From this comparison it could be determined to what extent the error (deviation) of the sample decreased, and how the rectified estimated values approximated with greater precision the slope $y=x$. Statistics calculated for the original estimate with Heliosat and for the rectified estimate (independent sample) were as follows. For the Heliosat method the correlation was 0.681, the standard error was 1225.3, and the bias was 1795.0. For the rectified Heliosat method the correlation was 0.685, the standard error was 1196.6 and the bias was 6.170. The improvements in the correlation and the standard error were marginal, which can explained by the method of determining the adjustment obtained and grouping all the stations and dates. The statistics were influenced by the fact that there were a number of cases where the values of the stations were incorrect. The main benefit of this research lies in the considerable reduction in the bias value obtained, which is very useful in rectifying the maps.

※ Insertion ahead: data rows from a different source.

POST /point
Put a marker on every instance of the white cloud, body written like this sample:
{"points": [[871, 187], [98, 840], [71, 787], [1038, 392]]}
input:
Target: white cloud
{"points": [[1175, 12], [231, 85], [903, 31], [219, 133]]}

3.3. Comparison of Annual Maps

When comparing the annual mean map of global solar radiation estimated by the Heliosat method (Figure 1 and Figure 4); the maps of Figure 4, shows the global solar radiation map rectified using the adjustment obtained in the investigation. It can be seen that the main characteristics of the distribution of solar radiation in Cuba were maintained, that is, an increase for coastal areas and keys, and a decrease in mountainous regions. The greatest difference in the maps lies in the appreciable decrease in the distribution of the values estimated by the method in the rectified annual mean map, where a negative variation of the values of solar radiation is observed, compared to the distribution of the values of the annual mean map of global solar radiation without rectification (Figure 1).

4. Conclusions

Taking into account the error related to the Heliosat values, an appropriate regression equation was obtained, achieving a better fit of the function. With the application of this adjustment it was possible to identify the predominance of cases of overestimation, which reflected an insufficiency in the implementation of the method, where the calculated cloudiness index did not accurately reflect the radiation calculated by the clear sky model. By subtracting the error estimated by the regression equation from the value produced by Heliosat, a better approximation to the values reported at the stations was obtained.